We knew our purpose for being together, which was to carry the message of the profound change that had taken place in our lives after we gave our lives to God, cleaned up our pasts, and then shared this good news freely with others. We were not there to talk about current events, no matter how tragic. For that hour, the only thing that mattered was that we share with each other and whoever else wanted to listen, what our lives were like, the spiritual transformation we had experienced, the process through which we experienced that transformation, and what our lives were like as the result of that transformation, and, as this gentleman pointed out, we stuck to that primary purpose, even on what is now infamously known as 9/11. 

I think about this experience and the lesson it offers quite often. If I know my purpose in life or in specific relationships or situations, and I stick to that purpose, I am much less likely to get caught up in all of the other things going on in life that either don’t concern me or that I cannot do anything about. This is not the same as apathy, however. I care a lot about a lot of things. Rather, it is about purpose and effectiveness. 

If, on that day, we had allowed the events of 9/11 to seep into our gathering, we would not have been able to do the work we were there to do. It would have made us less effective. And, the work we were there to do was and is extremely important. It literally changed my life and the lives of many others. By talking about the events of 9/11, we would not have been talking about God and spiritual transformation, and that would have been a shame. 

I have found that this principle carries over quite well into other aspects of my life. For example, when I am with my family, if I focus on my family and not on current events or politics, I am much more useful to them and we enjoy our time together more fully. When I’m at work and my attention is on the work itself and on my relationships with my coworkers, as opposed to gossip or personal opinions for example, I not only get more work done, but it is also much more satisfying and fulfilling to be at work in general. Likewise, when I’m at jiu-jitsu, my primary purpose is to teach or practice jiu-jitsu, and when I’m at church my primary purpose is to worship and praise God. 

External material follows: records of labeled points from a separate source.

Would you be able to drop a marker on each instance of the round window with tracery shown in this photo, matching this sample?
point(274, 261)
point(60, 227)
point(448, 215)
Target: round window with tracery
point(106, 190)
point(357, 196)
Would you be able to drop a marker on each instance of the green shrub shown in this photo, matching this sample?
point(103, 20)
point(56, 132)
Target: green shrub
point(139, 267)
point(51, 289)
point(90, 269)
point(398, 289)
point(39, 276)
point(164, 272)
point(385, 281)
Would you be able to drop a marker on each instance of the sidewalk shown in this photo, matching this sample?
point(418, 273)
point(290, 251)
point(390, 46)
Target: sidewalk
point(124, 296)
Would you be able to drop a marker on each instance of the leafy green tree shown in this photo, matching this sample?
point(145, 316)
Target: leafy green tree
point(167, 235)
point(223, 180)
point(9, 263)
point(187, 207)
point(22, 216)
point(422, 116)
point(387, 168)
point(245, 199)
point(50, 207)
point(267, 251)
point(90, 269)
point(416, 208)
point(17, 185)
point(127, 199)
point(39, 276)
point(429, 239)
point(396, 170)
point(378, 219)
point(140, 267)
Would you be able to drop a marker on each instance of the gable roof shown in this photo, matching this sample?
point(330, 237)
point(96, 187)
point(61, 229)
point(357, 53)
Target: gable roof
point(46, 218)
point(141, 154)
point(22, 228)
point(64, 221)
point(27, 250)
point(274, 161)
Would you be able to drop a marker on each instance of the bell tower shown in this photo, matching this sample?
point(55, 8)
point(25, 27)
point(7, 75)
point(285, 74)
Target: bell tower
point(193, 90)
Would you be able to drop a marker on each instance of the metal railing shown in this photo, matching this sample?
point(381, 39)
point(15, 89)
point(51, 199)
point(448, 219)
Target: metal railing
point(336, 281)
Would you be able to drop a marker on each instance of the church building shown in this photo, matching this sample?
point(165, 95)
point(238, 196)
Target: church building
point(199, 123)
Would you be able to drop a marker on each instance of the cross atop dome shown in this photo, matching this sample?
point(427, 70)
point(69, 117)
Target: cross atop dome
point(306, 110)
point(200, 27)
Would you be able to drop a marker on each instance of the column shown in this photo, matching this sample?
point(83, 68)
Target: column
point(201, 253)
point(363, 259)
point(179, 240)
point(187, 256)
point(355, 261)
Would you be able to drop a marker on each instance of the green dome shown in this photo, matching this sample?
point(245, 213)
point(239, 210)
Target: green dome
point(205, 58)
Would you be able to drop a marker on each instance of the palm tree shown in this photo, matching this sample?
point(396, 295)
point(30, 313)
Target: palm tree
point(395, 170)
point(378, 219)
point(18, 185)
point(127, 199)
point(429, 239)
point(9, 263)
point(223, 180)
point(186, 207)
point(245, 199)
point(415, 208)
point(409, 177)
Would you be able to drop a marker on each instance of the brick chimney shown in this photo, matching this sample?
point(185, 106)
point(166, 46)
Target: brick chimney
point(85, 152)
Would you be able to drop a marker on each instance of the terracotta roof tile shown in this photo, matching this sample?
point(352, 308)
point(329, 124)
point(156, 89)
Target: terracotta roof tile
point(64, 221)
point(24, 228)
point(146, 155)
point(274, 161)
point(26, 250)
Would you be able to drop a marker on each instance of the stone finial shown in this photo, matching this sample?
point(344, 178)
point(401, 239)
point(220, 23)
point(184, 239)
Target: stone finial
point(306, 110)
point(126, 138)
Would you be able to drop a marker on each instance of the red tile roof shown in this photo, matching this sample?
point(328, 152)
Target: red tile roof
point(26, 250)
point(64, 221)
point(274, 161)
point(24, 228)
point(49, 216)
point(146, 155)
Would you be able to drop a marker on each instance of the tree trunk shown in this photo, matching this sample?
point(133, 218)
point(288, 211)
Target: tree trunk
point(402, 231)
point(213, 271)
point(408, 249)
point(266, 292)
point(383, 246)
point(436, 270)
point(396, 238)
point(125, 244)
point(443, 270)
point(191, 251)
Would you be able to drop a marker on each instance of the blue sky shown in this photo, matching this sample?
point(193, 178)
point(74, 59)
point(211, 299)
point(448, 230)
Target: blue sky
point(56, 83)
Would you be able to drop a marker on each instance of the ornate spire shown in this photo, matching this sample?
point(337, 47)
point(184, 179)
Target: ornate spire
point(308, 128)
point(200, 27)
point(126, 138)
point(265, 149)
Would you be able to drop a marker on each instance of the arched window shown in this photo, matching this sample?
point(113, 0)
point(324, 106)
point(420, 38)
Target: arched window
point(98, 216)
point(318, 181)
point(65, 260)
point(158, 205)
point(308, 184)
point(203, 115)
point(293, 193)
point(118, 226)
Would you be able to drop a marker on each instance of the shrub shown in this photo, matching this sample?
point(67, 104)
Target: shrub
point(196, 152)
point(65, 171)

In every aspect of my life, if I can define my purpose for being there and give my attention to that purpose without being distracted by extraneous issues that I have no control or influence over, my life is better and I am able to serve others more effectively. Of course, there is a time and place for current events, politics, etc. and for having an opinion on these things. There are even people whose purpose and profession it is to do so. However, I find that when I adhere to my life’s primary purpose, which is to love and serve God and to love and serve my fellows, I don’t actually have much time or desire to get caught up in those things or to drag them into places they don’t belong.